Mozilla Foundation Turns 1
antatack writes "It's already been a year since the Mozilla Foundation was created, and it's been quite a year. The Mozilla Foundation has prospered, our products are receiving rave reviews, consumer and enterprise interest in Mozilla products is at an all time high, the awareness of the importance of choice in browser software is growing and our community remains vigorous and energetic."
This is really an amazing feat for what is essentially a volunteer group within an organization that acts as a non-profit entity. I don't know the exact status of Mozilla but I think this is descript of the actual effort. It would be remarkable for a large company, publicly funded, to do this well.
Happy Birthday!
Erick
http://www.busyweather.com/
That would be right if the first poster actually had posted more than random trollage. Quite a lot of people have stated they find it faster than IE and have then given concrete examples of things they find that are faster. Just saying "I think IE is faster" is a weak argument, saying it in a trollish fashion is even worse
Spyware avoidance. Standards compliance (as a web developer, it's easier to code a Moz/Firefox/standards-compliant page, then tinker for IE-compliance, than the reverse). Less vulnerable to browser hijacking (not just because of diversity, either). Tons of extensions beyond what's available in the browsers you named.
http://pagerankstatus.mozdev.org/ Google Pagerank status: Displays the Google Pagerank in your browser's status bar.

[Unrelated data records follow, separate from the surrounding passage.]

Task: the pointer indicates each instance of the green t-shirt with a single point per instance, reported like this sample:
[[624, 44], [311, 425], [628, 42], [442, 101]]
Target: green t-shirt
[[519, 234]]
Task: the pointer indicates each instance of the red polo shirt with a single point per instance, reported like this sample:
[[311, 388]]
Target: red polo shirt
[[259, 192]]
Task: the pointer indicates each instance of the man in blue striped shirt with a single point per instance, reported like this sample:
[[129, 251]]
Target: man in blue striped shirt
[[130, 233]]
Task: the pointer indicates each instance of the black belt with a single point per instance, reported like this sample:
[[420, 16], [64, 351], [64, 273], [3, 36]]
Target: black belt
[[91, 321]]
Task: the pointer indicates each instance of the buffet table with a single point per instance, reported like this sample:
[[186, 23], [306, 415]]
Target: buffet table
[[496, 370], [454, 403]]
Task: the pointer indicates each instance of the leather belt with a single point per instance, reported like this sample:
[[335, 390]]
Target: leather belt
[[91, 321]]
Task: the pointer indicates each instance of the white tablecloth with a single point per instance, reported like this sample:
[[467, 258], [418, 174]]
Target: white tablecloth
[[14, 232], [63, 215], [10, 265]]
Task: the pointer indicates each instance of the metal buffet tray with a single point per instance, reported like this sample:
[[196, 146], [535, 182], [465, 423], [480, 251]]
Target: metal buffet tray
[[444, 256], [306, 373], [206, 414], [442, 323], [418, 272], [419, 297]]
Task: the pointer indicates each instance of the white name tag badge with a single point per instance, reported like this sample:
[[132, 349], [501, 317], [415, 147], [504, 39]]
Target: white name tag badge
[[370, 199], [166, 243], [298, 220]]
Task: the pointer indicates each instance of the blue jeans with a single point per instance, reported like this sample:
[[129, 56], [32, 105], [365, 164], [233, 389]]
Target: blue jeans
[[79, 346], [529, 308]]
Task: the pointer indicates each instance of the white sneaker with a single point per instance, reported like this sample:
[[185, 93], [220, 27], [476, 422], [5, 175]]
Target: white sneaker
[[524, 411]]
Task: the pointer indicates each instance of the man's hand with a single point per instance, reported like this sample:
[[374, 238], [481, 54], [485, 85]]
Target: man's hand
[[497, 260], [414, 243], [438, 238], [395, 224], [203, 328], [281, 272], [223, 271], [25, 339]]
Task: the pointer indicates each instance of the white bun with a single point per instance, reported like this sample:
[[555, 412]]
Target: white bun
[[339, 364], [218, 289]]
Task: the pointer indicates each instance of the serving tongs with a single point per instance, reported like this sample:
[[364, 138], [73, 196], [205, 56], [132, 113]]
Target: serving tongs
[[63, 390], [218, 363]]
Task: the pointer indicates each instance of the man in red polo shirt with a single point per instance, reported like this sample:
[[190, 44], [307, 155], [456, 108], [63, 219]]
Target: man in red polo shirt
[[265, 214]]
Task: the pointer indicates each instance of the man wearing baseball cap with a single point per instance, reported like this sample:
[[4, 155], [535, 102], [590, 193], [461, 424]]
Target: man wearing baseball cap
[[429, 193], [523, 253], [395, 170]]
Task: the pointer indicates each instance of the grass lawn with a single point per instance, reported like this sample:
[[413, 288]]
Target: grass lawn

IE has a truely broken nonstandard rendering engine - writing HTML that works in both IE and complient browsers is hell.
There are also other things that are just plain missing in the IE rendering engine - it doesn't support alphablended PNGs even though they've been around (and supported in other browsers) for years. Oddly MacIE handles them fine. It also doesn't support some very useful CSS2 properties such as position:fixed. The lack of support is bad in itself, but the fact that MS will not fix it for years is even worse. If I have to support IE then I cannot use any cool new features that the W3C specify, even if the W3C originally specified them over 5 years ago.
The whole problem with IE having such a large majority of the market is that it holds back developemtn across the whole web - MS won't implement new features because there is little pressure to do so. For them it's just money down the drain since they won't gain any market share from the development. TBH I think that any profit-making organisation with such a large chunk of the market would be in (more or less) the same state of afairs and I would be much happier with a non-profit organisation such as the Mozilla Foundation in the driving seat since they are not worried (so much) about the bottom line.